The death of beloved comedian, Ken Dodd, last week has shone a light on the Inheritance Tax rules and the importance of planning your estate correctly.
The late comedian married his long-term partner of over 40 years just two days before his death and it is thought he did this to ensure the tax man cannot claim over £2 million in Inheritance Tax from his approximate £7 million estate.
Tax advantages of being married
A person’s marital status can make an enormous difference when it comes to the Inheritance Tax bill of their estate. The current Inheritance Tax threshold (the ‘nil rate band’) is £325,000 (and may be up to £425,000 for certain homeowners). Assets pass between married couples on death completely free of any Inheritance Tax, regardless of the size of their estate.

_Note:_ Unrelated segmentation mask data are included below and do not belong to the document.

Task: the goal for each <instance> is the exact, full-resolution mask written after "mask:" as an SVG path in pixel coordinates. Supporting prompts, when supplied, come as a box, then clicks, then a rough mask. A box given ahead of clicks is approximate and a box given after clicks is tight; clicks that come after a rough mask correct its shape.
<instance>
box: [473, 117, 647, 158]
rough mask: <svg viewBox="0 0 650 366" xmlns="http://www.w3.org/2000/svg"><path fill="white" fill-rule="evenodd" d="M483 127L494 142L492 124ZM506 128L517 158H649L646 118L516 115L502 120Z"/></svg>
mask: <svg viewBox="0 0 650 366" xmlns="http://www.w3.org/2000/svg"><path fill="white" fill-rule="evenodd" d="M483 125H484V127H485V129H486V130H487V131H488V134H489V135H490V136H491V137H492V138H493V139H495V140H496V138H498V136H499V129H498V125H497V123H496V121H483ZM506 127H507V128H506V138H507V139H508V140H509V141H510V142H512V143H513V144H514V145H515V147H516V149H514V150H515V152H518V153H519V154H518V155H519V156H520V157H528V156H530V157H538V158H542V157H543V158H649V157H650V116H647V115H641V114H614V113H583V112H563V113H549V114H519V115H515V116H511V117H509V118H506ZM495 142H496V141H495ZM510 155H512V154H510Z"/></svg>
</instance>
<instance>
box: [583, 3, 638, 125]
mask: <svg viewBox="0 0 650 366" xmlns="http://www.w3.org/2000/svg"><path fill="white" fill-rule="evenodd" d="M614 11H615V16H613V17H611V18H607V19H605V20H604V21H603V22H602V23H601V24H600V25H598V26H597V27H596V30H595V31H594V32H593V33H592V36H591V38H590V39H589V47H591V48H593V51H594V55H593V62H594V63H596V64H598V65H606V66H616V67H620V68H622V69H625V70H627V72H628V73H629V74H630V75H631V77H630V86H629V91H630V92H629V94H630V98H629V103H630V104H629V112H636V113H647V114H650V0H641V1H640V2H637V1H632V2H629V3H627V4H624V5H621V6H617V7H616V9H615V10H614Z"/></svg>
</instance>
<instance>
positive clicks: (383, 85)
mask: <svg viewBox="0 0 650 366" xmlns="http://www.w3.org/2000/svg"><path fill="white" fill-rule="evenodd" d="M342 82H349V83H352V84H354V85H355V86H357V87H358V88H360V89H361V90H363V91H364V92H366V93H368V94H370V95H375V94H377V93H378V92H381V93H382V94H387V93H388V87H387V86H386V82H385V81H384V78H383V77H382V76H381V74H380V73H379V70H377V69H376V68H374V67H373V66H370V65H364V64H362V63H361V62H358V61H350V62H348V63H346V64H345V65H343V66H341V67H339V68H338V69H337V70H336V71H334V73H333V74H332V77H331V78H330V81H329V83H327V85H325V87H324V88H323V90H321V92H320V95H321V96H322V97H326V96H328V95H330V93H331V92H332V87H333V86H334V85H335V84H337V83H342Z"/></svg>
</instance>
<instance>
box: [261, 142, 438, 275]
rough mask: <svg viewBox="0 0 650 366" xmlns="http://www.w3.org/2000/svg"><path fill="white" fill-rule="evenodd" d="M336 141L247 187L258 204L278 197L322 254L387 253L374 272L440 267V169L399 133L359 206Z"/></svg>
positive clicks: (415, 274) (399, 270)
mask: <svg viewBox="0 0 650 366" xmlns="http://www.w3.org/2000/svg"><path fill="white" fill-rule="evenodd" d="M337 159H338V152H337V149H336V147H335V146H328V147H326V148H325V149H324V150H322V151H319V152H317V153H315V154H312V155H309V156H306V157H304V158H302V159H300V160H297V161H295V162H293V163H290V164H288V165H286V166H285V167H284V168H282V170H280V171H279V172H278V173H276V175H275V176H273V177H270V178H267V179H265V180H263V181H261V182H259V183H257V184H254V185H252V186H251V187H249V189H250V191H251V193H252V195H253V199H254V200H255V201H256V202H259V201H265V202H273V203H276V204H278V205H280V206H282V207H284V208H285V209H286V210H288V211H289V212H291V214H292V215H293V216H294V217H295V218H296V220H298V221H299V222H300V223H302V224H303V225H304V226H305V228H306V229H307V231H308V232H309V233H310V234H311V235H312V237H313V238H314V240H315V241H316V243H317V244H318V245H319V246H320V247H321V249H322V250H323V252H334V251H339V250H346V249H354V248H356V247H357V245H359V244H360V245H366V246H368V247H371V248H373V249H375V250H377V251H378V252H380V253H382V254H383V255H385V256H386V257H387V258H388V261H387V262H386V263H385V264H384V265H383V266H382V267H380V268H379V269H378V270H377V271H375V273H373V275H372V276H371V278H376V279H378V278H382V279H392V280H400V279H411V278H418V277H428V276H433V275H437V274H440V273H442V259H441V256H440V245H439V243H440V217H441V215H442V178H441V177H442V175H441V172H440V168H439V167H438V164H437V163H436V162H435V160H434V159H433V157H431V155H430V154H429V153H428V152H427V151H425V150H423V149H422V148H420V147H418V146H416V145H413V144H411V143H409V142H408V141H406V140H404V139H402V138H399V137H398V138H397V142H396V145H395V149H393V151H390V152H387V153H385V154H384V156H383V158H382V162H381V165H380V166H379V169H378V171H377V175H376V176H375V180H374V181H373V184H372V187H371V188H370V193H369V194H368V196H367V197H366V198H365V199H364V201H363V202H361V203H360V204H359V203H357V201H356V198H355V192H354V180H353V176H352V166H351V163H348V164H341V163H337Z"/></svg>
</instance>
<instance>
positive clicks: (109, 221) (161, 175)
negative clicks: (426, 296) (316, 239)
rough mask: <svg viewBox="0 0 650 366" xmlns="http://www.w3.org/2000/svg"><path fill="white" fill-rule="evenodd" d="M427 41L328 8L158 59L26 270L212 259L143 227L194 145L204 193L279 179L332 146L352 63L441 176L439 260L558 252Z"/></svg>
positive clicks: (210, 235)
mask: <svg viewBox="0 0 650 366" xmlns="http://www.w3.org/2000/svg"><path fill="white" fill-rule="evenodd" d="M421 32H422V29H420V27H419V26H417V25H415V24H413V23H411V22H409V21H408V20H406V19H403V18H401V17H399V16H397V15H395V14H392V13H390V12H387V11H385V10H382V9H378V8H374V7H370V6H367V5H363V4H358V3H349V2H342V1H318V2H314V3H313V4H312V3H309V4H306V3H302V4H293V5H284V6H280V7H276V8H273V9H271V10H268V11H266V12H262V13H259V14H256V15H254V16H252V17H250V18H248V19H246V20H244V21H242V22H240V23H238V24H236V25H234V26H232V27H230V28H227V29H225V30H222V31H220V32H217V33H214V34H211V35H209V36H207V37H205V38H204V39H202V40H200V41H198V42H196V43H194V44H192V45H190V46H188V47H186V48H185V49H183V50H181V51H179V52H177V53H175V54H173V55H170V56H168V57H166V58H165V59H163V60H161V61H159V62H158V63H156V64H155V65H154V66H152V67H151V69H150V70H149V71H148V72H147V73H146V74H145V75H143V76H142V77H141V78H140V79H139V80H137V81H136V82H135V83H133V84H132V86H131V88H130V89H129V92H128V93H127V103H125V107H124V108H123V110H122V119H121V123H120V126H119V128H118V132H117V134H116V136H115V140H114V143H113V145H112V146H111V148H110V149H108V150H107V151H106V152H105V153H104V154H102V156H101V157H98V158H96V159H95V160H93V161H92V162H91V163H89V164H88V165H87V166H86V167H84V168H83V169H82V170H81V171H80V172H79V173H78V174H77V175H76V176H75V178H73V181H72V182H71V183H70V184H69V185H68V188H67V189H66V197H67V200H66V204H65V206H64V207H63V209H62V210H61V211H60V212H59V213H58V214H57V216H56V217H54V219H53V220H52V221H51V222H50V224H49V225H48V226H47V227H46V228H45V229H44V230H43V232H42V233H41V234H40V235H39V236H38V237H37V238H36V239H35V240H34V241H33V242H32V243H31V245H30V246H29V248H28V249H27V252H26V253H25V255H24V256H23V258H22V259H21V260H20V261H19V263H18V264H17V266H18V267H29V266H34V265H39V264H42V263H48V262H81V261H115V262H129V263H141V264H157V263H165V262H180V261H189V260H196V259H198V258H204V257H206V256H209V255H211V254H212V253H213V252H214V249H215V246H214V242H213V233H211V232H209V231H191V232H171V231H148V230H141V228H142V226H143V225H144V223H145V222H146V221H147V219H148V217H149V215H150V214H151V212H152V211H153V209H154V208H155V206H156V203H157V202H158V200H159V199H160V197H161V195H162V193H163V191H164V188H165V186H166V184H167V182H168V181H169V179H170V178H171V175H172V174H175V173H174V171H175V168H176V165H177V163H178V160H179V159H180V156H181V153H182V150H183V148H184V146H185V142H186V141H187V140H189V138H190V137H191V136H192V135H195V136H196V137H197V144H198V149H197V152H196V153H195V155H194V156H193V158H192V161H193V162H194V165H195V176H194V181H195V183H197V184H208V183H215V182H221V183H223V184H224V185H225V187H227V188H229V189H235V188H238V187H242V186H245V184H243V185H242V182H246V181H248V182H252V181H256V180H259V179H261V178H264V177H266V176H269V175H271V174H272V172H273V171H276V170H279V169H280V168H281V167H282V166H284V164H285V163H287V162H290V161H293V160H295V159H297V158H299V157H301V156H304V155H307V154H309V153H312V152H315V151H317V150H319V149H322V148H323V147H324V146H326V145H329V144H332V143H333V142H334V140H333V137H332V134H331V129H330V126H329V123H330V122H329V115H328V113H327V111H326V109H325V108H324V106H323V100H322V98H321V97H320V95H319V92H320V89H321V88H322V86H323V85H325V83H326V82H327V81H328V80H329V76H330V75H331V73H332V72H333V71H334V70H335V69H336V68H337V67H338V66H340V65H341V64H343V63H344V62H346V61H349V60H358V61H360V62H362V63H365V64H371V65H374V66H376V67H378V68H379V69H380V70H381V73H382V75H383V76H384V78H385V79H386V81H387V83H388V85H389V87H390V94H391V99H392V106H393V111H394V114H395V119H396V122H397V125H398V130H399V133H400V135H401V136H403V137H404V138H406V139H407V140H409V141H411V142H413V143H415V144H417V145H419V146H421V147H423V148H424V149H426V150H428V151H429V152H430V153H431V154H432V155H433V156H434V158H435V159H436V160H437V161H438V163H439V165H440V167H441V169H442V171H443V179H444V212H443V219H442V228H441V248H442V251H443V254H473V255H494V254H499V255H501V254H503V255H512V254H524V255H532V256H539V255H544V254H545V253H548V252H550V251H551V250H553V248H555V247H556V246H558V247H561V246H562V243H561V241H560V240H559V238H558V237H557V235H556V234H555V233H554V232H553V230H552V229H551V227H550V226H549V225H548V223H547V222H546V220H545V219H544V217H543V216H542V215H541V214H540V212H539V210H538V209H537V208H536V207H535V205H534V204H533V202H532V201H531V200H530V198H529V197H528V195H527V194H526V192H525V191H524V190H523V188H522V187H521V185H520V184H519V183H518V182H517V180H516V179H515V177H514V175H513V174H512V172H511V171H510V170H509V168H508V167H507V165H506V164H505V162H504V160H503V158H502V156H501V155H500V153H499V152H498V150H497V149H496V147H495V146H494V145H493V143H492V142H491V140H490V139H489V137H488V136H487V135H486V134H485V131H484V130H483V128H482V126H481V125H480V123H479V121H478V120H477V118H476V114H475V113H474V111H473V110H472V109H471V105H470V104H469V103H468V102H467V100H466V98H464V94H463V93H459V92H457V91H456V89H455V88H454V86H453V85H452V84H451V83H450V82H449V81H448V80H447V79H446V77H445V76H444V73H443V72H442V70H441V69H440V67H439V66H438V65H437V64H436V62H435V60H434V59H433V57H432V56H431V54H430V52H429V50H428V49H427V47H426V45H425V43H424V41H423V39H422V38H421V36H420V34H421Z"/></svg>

Moreover, where married couples leave their estates to each other on death their nil rate band is preserved and can be transferred and utilised on the second death. This gives married couples a tax-free allowance of currently up to £850,000.
IHT problems for unmarried couples
For unmarried couples, however, only an amount up to the nil rate band can be passed to the survivor free of tax. The excess is then taxed at 40%. This could result in unfortunate consequences, such as the survivor having to sell their property to pay the tax bill.
There is also no transferable nil rate band between unmarried couples.
Marital status is not necessarily enough to ensure the Inheritance Tax saving can be made, however. It is also important to plan your estate in advance and a crucial part of this is to have a Will in place so that you can ensure your assets pass to your chosen beneficiaries, and in a tax-efficient way. This could save your loved ones thousands of pounds in tax and provide reassurance at a difficult and emotional time.